Cheers I'll start with that


----------



## MWJB

I don't think this variation has been posted before...


----------



## Java Jive

That's an interesting twist, Mark. I'll have a play tomorrow so thanks for posting.


----------



## CrazyH

Ah, we're back working again.

Had a bit of time off and had some fun with the aeropress.

I found the instructions method ok, but it was very syruppy even after watering down, the concentrate tastes nasty on lighter roasts but drinkable on dark stuff. I haven't made a bad brew yet but they tend to be a bit flat. The more water there is in the steep the less syruppy/smooth/rounded it is, so at the moment my lazy method is a scoop of beans (~13g?) and fill up to #4 (about 9-10floz?, some of it falls through whilst pouring), stir, steep for a bit and plunge. So I end up with a mug full which tastes about the right strength, but here things get tricky... I can take some of the coffee in another mug and add a bit of water and generally I can taste more flavours, but obviously the more I dilute it also becomes more watery (up to a point, after a while it just becomes more water) so I am usually pouring coffee/water mix backwards and forward between mugs until I get it right...

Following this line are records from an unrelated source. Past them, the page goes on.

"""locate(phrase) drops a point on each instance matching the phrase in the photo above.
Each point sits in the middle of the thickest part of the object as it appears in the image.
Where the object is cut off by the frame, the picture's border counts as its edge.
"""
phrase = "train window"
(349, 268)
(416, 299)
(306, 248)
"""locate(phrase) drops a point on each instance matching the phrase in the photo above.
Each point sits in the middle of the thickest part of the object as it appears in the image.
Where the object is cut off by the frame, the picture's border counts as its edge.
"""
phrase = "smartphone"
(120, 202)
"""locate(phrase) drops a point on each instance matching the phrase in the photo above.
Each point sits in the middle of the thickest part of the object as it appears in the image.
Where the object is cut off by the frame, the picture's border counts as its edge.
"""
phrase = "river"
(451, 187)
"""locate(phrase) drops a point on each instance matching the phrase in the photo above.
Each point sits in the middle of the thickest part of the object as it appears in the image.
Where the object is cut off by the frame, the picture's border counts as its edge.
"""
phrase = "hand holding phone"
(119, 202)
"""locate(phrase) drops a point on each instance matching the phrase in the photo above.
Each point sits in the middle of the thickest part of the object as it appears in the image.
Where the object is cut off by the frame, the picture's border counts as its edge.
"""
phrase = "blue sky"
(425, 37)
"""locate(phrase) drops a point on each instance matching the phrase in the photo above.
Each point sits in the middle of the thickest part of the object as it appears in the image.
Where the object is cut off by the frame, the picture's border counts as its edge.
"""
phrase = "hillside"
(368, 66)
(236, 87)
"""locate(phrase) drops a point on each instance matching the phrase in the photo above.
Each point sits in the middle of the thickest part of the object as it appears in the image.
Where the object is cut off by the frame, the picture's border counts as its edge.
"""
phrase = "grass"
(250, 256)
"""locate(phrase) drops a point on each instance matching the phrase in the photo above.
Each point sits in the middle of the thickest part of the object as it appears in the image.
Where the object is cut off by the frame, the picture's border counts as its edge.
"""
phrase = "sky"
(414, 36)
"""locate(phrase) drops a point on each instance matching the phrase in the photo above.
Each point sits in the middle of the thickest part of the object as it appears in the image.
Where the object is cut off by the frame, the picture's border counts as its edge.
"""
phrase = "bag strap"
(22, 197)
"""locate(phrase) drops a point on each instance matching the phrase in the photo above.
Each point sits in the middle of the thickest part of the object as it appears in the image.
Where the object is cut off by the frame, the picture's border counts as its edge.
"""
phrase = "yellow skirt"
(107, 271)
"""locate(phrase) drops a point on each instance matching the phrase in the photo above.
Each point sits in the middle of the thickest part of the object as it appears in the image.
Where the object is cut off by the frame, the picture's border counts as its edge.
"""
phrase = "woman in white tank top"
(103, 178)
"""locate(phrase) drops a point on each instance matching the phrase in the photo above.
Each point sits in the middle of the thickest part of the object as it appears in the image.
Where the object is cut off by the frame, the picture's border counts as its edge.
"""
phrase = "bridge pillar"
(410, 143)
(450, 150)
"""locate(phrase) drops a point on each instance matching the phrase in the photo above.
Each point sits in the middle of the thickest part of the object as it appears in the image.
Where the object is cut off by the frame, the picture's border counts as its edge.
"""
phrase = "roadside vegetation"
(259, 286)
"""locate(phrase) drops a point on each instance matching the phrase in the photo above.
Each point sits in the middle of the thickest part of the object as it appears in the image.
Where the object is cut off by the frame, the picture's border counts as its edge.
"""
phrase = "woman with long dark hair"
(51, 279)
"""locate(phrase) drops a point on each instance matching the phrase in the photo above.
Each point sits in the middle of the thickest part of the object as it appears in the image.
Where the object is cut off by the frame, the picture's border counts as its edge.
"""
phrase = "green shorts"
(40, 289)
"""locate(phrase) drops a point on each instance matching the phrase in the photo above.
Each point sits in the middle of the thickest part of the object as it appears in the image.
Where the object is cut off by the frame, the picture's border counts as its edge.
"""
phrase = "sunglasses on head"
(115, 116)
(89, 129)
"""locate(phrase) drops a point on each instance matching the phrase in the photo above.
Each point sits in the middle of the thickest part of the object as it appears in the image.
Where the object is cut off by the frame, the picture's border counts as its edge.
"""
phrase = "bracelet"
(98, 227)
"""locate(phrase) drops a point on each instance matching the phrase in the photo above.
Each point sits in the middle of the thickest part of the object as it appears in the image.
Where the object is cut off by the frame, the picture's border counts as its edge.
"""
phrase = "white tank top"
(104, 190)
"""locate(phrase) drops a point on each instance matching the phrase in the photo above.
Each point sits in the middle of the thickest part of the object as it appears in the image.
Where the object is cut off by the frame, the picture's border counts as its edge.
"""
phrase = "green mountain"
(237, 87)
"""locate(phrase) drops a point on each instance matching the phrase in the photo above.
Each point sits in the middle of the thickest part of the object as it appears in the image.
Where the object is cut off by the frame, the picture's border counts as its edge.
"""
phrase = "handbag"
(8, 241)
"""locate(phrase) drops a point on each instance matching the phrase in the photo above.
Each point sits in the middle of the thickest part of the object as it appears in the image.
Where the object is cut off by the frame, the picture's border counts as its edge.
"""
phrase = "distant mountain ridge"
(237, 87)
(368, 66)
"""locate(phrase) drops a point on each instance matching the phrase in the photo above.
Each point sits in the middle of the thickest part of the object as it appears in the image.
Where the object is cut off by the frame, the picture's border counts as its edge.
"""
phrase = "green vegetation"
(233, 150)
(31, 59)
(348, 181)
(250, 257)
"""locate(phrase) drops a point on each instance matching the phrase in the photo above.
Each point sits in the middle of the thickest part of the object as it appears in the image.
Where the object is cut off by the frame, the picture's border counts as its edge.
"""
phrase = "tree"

Beans seem to go a fair way with the aeropress, the hasbean method is something like 17g-> 400+ml of water, which is very low compared to a french press.. and I'm able to dilute my ratio somewhat.

I did one inverted, I didn't really see the point, unless you wanted to add water first or use a very small volume of water. Also, with the plunger in it made send to invert straight away on to the mug rather than leave it precariously standing up, only one or two drops fell through during that flip.

Need to give longer steeps/coarser grind a go.


----------



## DavidBondy

I've had the best results with my AeroPress using the Stumptown coffee method. I find it is markedly more flavourful. I take a Porlex Mini with me if I'm using the AeroPress and a permanent gold filter.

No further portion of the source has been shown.